Random shuffle inside one algorithm is better that no shuffle at all, but if the algorithm has A LOT of tuning cases and is very stable for that particular problem, then we may stick with this algorithm. But probably it is intended. But probably it's an intension to stop tuning if we've found such algorithm.

This shuffle is meant to break up the configs within the algorithm. To facilitate the random sampling of that algorithm while it is being tuned. This would make it so similar configs would have less spatial proximity. So if an env like MIOPEN_TUNING_PATIENCE or MIOPEN_DEBUG_TUNING_ITERATIONS_MAX is set it is more likely a wider range of configs are sampled.

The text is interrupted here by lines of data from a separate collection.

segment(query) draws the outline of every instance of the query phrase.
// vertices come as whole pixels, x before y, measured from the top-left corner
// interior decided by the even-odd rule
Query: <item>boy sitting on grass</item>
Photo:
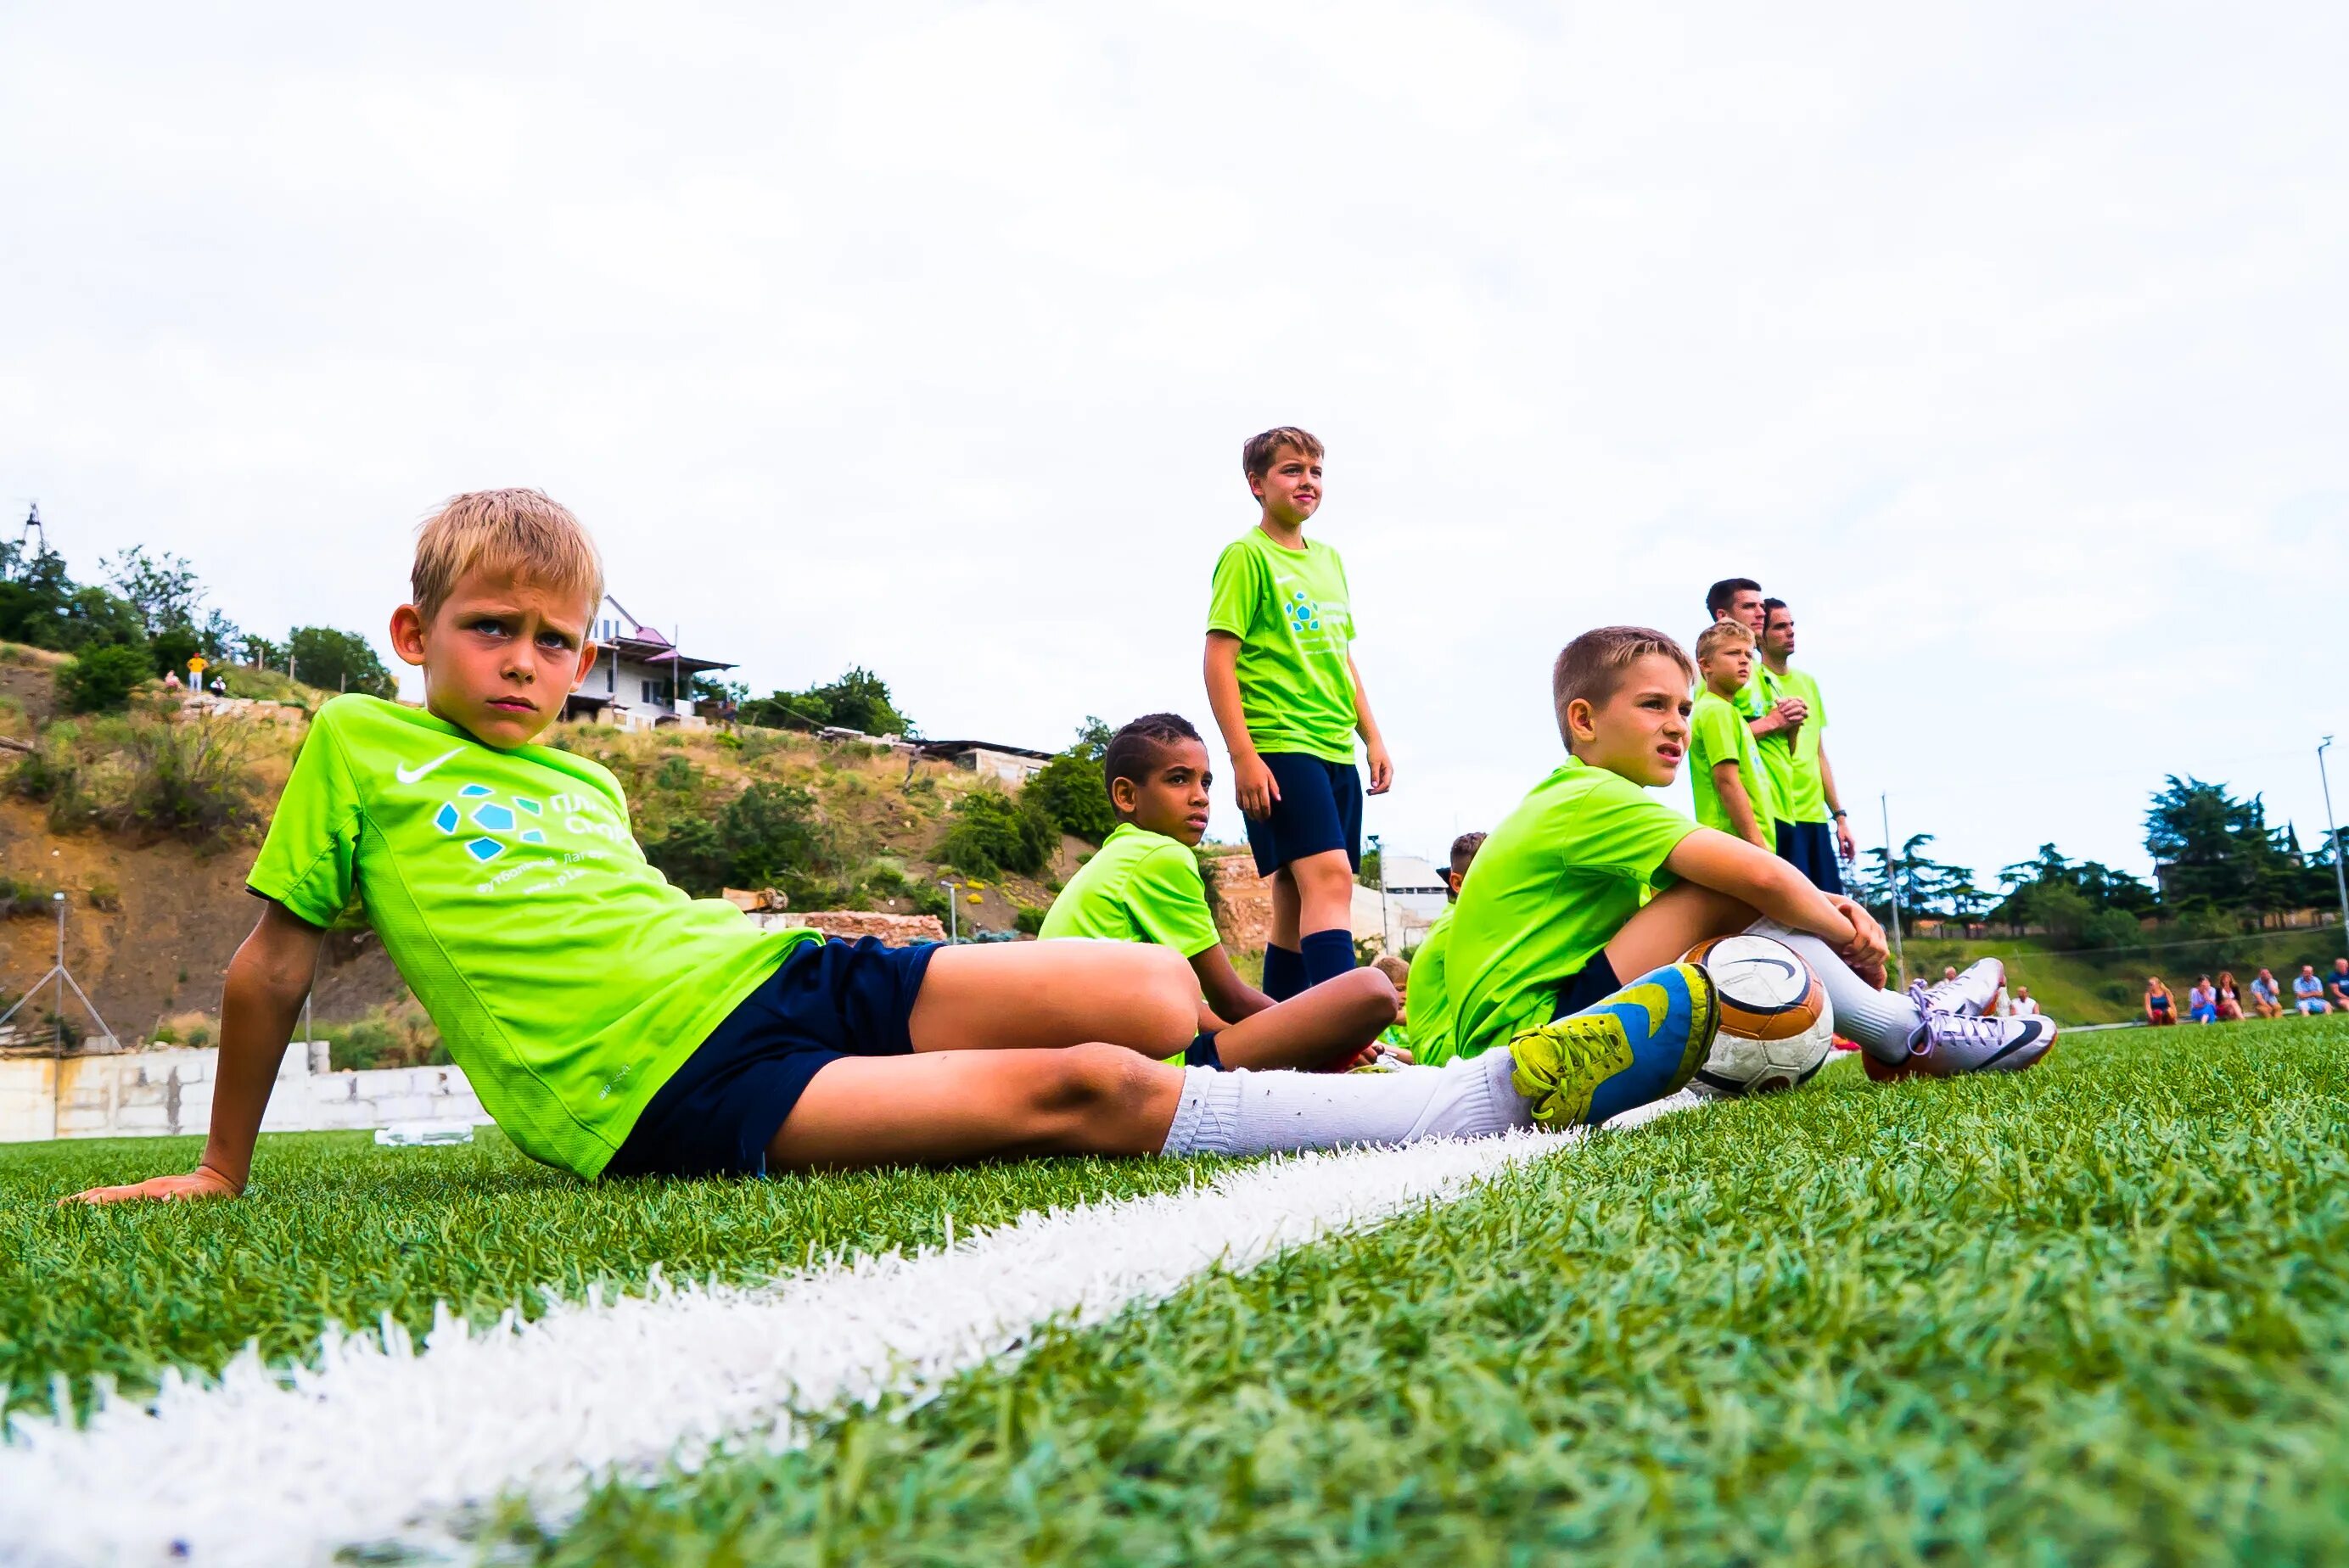
[[[1640,626],[1585,632],[1558,655],[1567,759],[1493,830],[1461,890],[1435,1037],[1474,1057],[1571,1016],[1617,990],[1619,975],[1752,929],[1818,972],[1872,1076],[2014,1070],[2044,1056],[2047,1019],[1979,1016],[2002,978],[1994,960],[1930,991],[1885,991],[1884,933],[1866,910],[1649,793],[1672,782],[1688,749],[1695,674],[1680,645]],[[1613,1109],[1602,1090],[1591,1114]]]
[[[1737,708],[1754,677],[1754,634],[1743,622],[1715,621],[1698,634],[1689,786],[1699,822],[1776,854],[1769,775],[1762,769],[1761,747]]]
[[[1489,1066],[1176,1068],[1154,1058],[1196,1032],[1198,984],[1155,944],[761,931],[646,863],[608,771],[533,744],[595,662],[603,568],[577,519],[534,490],[458,496],[411,588],[391,640],[425,708],[348,696],[311,723],[248,879],[265,902],[229,965],[202,1161],[82,1201],[245,1190],[354,901],[506,1136],[590,1179],[1485,1137],[1572,1119],[1616,1078],[1656,1098],[1712,1042],[1711,982],[1682,965]]]
[[[1445,999],[1444,953],[1451,945],[1452,917],[1460,908],[1460,889],[1468,880],[1468,868],[1476,863],[1476,851],[1485,847],[1488,837],[1463,833],[1452,841],[1452,863],[1444,873],[1444,913],[1427,928],[1419,951],[1411,956],[1412,972],[1419,978],[1419,1011],[1406,1011],[1403,1021],[1410,1026],[1413,1061],[1441,1067],[1459,1055],[1452,1048],[1451,1037],[1442,1032],[1450,1023],[1451,1007]]]
[[[1102,781],[1117,826],[1052,901],[1039,935],[1154,942],[1198,976],[1195,1067],[1330,1068],[1351,1062],[1395,1018],[1395,995],[1355,970],[1275,1002],[1224,952],[1195,852],[1207,833],[1215,774],[1206,743],[1179,714],[1154,713],[1110,738]]]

atamazov commented 3 months ago

@cderb @CAHEK7 @averinevg @junliume ~Unfortunately, the effectiveness of MIOPEN_TUNING_PATIENCE depends on distribution of fast PerfConfigs within virtual container (which, in turn, may depend on the Problem).~

The potential issue is using the number of iterations as a limit. It puts ASM kernels at a disadvantage compared to OCL kernels, and puts OCL kernels at a disadvantage compared to HIP kernels. For example building 100 asm kernels would take ~5 sec, while building 100 HIP kernels may take 5 minutes or more. The number-of-iterations limit that works for HIP will not do any good with ASM but may unnecessarily affect ASM performance.

[Notice] That's why MIOPEN_DEBUG_TUNING_ITERATIONS_MAX, as it name suggests, is intended for debugging/testing purposes only.

[Recommendation] Rename MIOPEN_TUNING_PATIENCE to MIOPEN_TUNING_PATIENCE_ITERATIONS_MAX, or, better, replace it with MIOPEN_TUNING_PATIENCE_TIME_MS_MAX.

To me, the most promising approach is:

atamazov commented 3 months ago

To me, the most promising approach is:

  • Using randomly reordered PerfConfigs at generic level together with MIOPEN_TUNING_TIME_MS_MAX.
  • We can also implement MIOPEN_TUNING_PATIENCE_TIME_MS_MAX and try different combinations.

...and AFAICS we already have the first item.